La nouvelle exigence du PDG de Tzomet Sfarim secoue le secteur de l'édition
Le PDG de Tzomet Sfarim, Avi Shomer, a annoncé une nouvelle politique de filtrage des livres, privilégiant les ouvrages non financés par leurs auteurs. Cette décision suscite un débat sur la qualité littéraire et la transparence du secteur.

Une tempête couve dans le secteur du livre depuis la semaine dernière. Le PDG de Tzomet Sfarim, Avi Shomer, a envoyé une lettre aux éditeurs annonçant une nouvelle politique de filtrage des livres présentés dans les magasins de la chaîne : la préférence sera donnée aux livres qui ne sont pas financés par leurs auteurs. À partir du prochain trimestre, la présentation des livres en magasin sera conditionnée à l'approbation des responsables des achats, qui exigeront des éditeurs une transparence concernant la nature du financement du livre.
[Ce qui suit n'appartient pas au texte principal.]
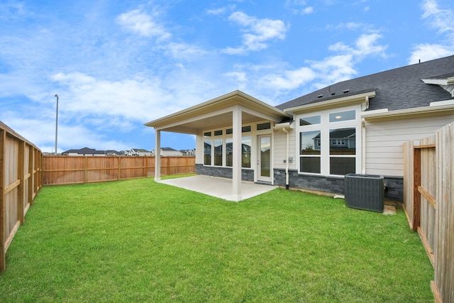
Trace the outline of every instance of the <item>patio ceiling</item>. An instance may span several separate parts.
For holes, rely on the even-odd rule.
[[[240,91],[234,91],[171,115],[146,123],[156,130],[198,134],[204,129],[232,126],[232,111],[240,109],[243,124],[270,120],[278,123],[292,116]]]

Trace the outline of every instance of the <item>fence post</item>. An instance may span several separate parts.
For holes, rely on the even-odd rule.
[[[413,194],[413,230],[418,231],[421,221],[421,194],[418,187],[421,185],[421,149],[414,148],[414,194]]]
[[[84,183],[88,182],[88,157],[85,156],[85,177],[84,177]]]
[[[25,186],[25,167],[26,167],[26,143],[24,141],[19,142],[19,155],[18,158],[18,178],[20,180],[18,186],[18,199],[17,199],[17,221],[23,224],[25,214],[23,211],[23,200],[26,198],[26,186]]]
[[[121,179],[121,156],[119,155],[118,157],[118,176],[117,177],[117,179],[119,180]]]
[[[6,207],[5,205],[5,141],[6,131],[0,129],[0,272],[5,270],[5,230],[6,229]]]

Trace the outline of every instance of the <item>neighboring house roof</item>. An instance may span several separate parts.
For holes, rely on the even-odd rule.
[[[162,151],[179,151],[172,148],[161,148],[161,150]]]
[[[374,91],[375,96],[369,100],[369,111],[427,106],[431,102],[454,99],[454,97],[438,82],[426,84],[423,79],[450,84],[453,77],[454,55],[338,82],[276,107],[284,110]]]
[[[89,148],[87,147],[79,149],[79,150],[68,150],[62,153],[62,154],[77,153],[79,155],[104,155],[104,150],[96,150],[94,148]]]

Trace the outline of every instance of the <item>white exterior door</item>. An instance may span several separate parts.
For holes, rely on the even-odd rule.
[[[271,182],[271,135],[258,136],[258,155],[257,155],[258,180]]]

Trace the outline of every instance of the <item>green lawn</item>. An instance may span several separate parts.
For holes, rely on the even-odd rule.
[[[151,178],[41,189],[0,302],[429,302],[404,211],[277,189],[239,203]]]

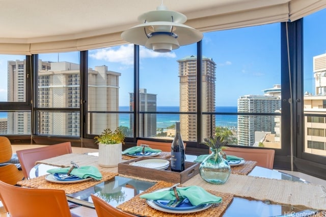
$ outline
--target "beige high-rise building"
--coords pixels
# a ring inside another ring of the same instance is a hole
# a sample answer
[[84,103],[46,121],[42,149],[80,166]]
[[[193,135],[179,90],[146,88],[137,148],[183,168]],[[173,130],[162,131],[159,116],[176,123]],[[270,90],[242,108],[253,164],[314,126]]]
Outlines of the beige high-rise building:
[[315,95],[306,92],[304,97],[305,152],[326,156],[326,53],[313,61]]
[[[72,63],[47,62],[39,60],[37,107],[39,108],[80,108],[79,66]],[[8,101],[24,102],[25,75],[24,60],[8,61]],[[119,77],[120,73],[109,71],[107,67],[95,67],[88,71],[89,111],[118,111]],[[17,88],[18,87],[18,88]],[[79,136],[80,113],[60,110],[37,112],[37,133]],[[115,129],[118,114],[89,115],[89,133],[99,134],[104,129]],[[31,113],[10,112],[8,134],[30,134]]]
[[[177,60],[180,77],[180,111],[197,112],[197,57],[191,55]],[[215,111],[215,81],[216,64],[211,58],[203,56],[202,81],[202,107],[205,112]],[[215,116],[203,115],[202,123],[198,123],[196,115],[181,114],[180,117],[182,139],[197,141],[197,126],[201,125],[203,138],[210,135],[210,126],[215,128]]]

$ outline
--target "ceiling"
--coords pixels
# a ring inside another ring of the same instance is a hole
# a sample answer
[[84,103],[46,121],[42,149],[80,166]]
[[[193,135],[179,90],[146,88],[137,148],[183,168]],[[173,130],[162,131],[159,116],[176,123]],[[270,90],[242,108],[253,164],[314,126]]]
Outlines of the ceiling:
[[[233,14],[238,19],[246,11],[283,5],[287,8],[283,14],[287,17],[289,3],[311,5],[322,2],[324,5],[325,1],[0,0],[0,45],[66,41],[115,34],[120,36],[123,30],[140,24],[139,15],[155,10],[162,2],[169,10],[185,15],[186,24],[205,32],[211,29],[204,26],[203,19],[212,16]],[[280,20],[284,20],[283,17]]]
La lettre a fait grand bruit, principalement parce qu'elle a touché un « nerf à vif » : la plupart des livres de prose originaux de ces dernières années sont financés, à un degré ou à un autre, par leurs auteurs. C'est également vrai pour des écrivains connus qui ont déjà publié un ou deux livres. L'époque où un éditeur payait une avance à un auteur est presque révolue. Le phénomène des livres financés par l'auteur n'est pas nouveau ; il était répandu principalement dans le domaine de la poésie et des essais, considérés comme moins commerciaux. Mais dans la prose — un genre qui a tendance à se vendre — cela est devenu courant à une échelle effrayante. Un grand éditeur peut demander à un auteur plusieurs dizaines de milliers de shekels pour une publication, et ceux qui en ont les moyens paient.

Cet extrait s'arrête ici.